Kim is president of Dartmouth College. In the 1990s, he worked with the health-and-human-rights organization Partners in Health to treat multidrug-resistant tuberculosis in Peru. He won a Macarthur Genius Grant in 2003. At the World Health Organization (WHO), whose HIV/AIDS unit he led from 2004–6, Kim launched the “3-by-5” initiative, which aimed to get antiretroviral drugs to 3 million people by 2005. The goal wasn’t met until 2007, but Kim told Nature Medicine in 2008 that the initiative was worthwhile:

“Many analysts have suggested that the momentum that was gained by ‘3 by 5’ really led to the achievement of ‘3 by 7’. Missing by two years is about as well as the WHO has ever done in reaching a global target,” he said. (Read the full Nature Medicine interview here).

Kim was not one of the people widely thought to be in the running for the World Bank post. His nomination has so far drawn mostly positive, but some negative, reviews.

Kim’s background in poor countries and in global health may “partly insulate” him from criticism raised by groups that want to end the tacit agreement by which the United States typically picks the head of World Bank, wrote the New York Times.

One other nominee, Nigerian finance minister and former World Bank Official Ngozi Okonjo-Iweala, has been put forward, and nominations close this evening, reports the Times, which says that Obama’s nomination makes Kim the front-runner for the post.

Follow Erika on Twitter at @Erika_Check.

 

Planned cuts to US overseas AIDS programme dismay advocates

US President Barack Obama’s 2013 budget plans include a significant cut to the President’s Emergency Plan for AIDS Relief (PEPFAR), the administration’s signature global AIDS programme.

The 2013 budget request would cut 13%, or $542.9 million, from PEPFAR, leaving total spending for that programme at $6.4 billion.
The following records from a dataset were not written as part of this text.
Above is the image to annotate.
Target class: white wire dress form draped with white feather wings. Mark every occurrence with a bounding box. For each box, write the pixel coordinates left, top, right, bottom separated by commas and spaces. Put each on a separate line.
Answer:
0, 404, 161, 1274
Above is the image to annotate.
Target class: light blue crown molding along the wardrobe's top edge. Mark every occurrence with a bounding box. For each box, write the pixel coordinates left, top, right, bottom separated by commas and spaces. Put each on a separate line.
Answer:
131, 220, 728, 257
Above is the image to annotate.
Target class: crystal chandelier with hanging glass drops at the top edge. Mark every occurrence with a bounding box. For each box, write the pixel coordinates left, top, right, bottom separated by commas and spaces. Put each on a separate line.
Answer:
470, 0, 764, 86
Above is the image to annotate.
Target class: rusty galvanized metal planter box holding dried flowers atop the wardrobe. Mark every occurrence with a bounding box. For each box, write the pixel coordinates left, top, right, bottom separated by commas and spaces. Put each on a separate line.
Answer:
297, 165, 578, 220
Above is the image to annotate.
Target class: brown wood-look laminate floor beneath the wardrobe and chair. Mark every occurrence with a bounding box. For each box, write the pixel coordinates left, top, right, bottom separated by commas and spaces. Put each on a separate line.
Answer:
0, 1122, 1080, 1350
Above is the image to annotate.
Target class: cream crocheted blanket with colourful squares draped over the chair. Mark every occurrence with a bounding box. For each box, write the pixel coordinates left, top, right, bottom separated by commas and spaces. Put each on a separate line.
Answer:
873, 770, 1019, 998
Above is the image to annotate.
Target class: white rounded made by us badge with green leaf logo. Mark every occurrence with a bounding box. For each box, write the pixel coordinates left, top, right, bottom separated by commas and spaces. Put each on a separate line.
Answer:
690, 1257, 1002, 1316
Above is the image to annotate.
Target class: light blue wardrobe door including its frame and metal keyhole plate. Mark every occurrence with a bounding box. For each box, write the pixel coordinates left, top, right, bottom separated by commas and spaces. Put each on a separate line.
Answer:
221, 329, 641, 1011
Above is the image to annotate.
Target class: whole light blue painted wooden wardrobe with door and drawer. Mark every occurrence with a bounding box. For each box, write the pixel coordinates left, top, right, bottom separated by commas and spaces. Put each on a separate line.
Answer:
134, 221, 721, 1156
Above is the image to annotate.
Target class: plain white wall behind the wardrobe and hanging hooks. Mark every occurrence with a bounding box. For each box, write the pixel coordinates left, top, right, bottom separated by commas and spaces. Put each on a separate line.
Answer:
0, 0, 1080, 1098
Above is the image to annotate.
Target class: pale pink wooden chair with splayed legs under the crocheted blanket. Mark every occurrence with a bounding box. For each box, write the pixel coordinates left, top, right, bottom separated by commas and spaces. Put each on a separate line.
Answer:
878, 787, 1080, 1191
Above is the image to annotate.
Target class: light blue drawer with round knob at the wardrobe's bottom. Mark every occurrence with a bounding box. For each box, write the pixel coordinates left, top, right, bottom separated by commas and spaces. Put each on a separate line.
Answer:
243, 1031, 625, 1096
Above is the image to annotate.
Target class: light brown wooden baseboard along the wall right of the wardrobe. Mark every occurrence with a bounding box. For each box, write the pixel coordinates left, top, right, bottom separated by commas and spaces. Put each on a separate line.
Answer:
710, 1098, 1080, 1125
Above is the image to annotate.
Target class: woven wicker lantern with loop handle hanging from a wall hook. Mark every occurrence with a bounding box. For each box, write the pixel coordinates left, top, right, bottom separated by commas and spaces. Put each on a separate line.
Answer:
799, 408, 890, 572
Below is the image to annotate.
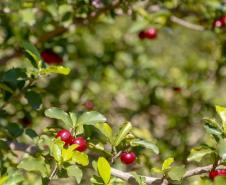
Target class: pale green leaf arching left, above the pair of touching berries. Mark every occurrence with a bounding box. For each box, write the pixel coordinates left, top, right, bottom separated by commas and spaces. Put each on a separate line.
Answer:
45, 107, 73, 129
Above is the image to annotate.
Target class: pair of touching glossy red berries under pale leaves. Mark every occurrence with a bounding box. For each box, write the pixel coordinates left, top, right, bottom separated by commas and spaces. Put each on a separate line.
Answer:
56, 129, 88, 152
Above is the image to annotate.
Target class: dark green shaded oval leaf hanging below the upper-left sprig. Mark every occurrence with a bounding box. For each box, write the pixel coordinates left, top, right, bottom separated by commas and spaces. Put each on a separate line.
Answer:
25, 91, 42, 109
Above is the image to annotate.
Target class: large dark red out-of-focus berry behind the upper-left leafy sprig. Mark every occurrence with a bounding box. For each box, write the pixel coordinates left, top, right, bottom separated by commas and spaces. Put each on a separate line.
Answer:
41, 50, 63, 65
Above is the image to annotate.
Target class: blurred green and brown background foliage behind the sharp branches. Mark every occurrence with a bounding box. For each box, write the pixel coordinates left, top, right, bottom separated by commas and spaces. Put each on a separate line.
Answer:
0, 0, 226, 185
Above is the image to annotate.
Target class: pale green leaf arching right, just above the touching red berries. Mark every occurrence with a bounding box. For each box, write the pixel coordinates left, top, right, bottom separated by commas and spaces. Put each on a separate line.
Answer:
77, 111, 106, 125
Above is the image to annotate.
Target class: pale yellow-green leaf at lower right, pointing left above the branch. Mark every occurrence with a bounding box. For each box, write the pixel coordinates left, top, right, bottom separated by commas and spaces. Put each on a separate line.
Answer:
188, 147, 214, 162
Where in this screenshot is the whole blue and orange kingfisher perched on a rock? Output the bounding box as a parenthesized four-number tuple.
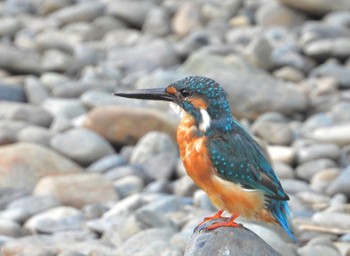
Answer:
(114, 76, 295, 241)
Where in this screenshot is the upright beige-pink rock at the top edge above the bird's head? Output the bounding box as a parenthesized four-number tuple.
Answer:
(172, 2, 202, 36)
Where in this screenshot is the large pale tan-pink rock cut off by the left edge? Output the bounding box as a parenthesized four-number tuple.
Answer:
(0, 143, 82, 190)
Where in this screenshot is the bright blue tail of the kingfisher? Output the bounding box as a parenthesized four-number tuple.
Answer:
(269, 199, 296, 241)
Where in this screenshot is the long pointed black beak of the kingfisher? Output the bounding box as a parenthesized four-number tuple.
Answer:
(114, 88, 175, 101)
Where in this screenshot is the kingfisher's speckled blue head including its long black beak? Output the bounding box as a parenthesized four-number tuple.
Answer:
(114, 76, 232, 131)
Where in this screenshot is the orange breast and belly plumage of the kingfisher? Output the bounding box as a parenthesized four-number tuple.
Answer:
(177, 114, 274, 222)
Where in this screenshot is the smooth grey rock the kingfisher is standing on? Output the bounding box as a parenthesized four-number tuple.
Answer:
(184, 220, 280, 256)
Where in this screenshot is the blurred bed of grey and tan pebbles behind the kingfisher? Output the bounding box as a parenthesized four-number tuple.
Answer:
(0, 0, 350, 256)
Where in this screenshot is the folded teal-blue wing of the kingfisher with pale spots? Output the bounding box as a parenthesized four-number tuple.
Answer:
(207, 125, 289, 200)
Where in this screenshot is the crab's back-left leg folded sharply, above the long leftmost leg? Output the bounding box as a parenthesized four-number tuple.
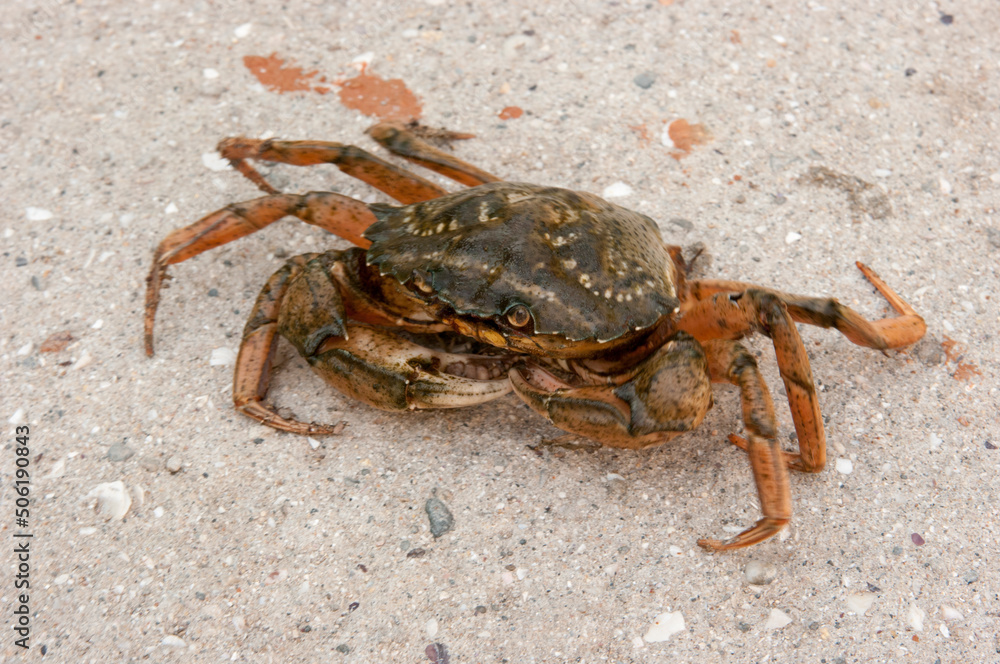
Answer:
(217, 137, 448, 204)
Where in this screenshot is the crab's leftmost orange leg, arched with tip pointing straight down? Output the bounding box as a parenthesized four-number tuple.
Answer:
(145, 192, 375, 356)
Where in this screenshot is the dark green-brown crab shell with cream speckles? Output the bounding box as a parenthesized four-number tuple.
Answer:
(365, 182, 678, 341)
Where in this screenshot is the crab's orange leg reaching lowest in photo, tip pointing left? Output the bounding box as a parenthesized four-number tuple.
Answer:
(698, 340, 792, 551)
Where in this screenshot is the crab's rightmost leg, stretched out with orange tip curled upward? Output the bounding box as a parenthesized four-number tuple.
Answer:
(688, 262, 927, 350)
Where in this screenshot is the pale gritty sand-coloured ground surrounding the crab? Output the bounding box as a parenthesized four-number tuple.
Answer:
(0, 0, 1000, 664)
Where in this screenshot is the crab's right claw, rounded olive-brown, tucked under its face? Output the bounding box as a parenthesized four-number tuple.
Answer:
(510, 332, 712, 449)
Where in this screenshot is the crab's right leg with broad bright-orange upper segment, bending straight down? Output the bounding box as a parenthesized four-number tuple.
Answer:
(677, 288, 826, 473)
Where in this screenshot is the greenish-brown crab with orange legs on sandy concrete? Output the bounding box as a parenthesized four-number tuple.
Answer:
(145, 123, 926, 550)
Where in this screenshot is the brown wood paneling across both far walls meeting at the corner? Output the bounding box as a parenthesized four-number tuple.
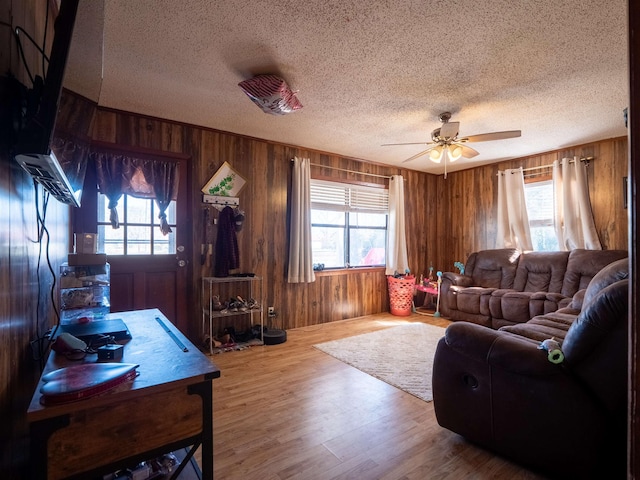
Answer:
(87, 109, 627, 334)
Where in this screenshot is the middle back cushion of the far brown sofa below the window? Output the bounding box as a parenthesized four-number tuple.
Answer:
(513, 252, 569, 293)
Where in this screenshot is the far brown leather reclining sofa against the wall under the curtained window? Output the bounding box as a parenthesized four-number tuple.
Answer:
(441, 248, 628, 329)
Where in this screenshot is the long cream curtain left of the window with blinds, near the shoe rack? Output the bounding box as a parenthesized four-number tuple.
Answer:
(287, 157, 316, 283)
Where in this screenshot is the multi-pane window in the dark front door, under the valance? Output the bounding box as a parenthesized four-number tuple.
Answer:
(98, 195, 176, 255)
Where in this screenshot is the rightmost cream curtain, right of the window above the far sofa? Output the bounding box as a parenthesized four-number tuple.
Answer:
(553, 157, 602, 250)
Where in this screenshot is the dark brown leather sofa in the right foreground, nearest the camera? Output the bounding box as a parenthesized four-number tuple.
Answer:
(433, 257, 629, 479)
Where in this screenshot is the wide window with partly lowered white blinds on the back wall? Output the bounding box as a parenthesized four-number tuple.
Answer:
(311, 179, 389, 268)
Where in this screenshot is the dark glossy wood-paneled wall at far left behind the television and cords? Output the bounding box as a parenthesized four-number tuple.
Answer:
(0, 0, 95, 472)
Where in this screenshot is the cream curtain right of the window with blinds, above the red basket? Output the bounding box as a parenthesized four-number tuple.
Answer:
(386, 175, 409, 275)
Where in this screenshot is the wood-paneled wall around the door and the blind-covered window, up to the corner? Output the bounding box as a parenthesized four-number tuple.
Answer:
(93, 109, 437, 333)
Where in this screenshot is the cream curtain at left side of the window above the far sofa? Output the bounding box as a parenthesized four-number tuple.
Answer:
(496, 167, 533, 251)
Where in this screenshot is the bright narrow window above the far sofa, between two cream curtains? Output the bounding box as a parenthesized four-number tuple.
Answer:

The request, however, does call for an 57% increase in funding, to $1.65 billion, for the Global Fund to Fight AIDS, Tuberculosis and Malaria, a multilateral aid program, in order to fulfill Obama’s pledge to provide that programme with $4 billion during his term.

The planned cut for PEPFAR stunned global health advocates, who were buoyed late last year when administration officials championed the fight against AIDS. In a speech at the US National Institutes of Health on 8 November, Secretary of State Hillary Clinton said that the administration was committed to scaling up treatment and prevention interventions that have been shown to slow the spread of AIDS. On 1 December, World AIDS Day, Obama said that the United States would aim to treat 6 million HIV-positive people around the world, 2 million more than were expected to be treated under PEPFAR’s previous targets.

Overall, the President’s budget request would cut a total of just over $300 million from global health programmes.

“For those of us treating patients in some of the most affected areas, President Obama’s proposed budget cuts to many global health programs – including programs to fight HIV, TB, and neglected diseases – is deeply disappointing and a far cry from what he has promised,” said Sophie Delaunay, Executive Director, Doctors Without Borders, in a statement. “It defies logic that the U.S. global AIDS program, PEPFAR, could treat 40% more people in 2012 with 10% less funding.”

And Judith Aberg, chair of the HIV Medicine Association, called the PEPFAR cut “draconian,” and would comes at an inopportune time: just a year after a landmark clinical trial showed that early HIV treatment helped slow the spread of the virus.

“The $4 billion commitment to the Global Fund must be maintained but not at the expense of the highly successful PEPFAR programs,” Aberg said in a statment. “Now is not the time to retreat on our investment in either of these lifesaving programs.”

Ambassador Eric Goosby, US Global AIDS Coordinator, defended the budget request in a statement posted on the State Department’s web site. 

“In their remarks in late 2011, President Obama and Secretary Clinton put forward the inspiring vision of an AIDS-free generation,” Goosby said. “With this budget, the United States will keep our commitments, and we will meet our ambitious targets.”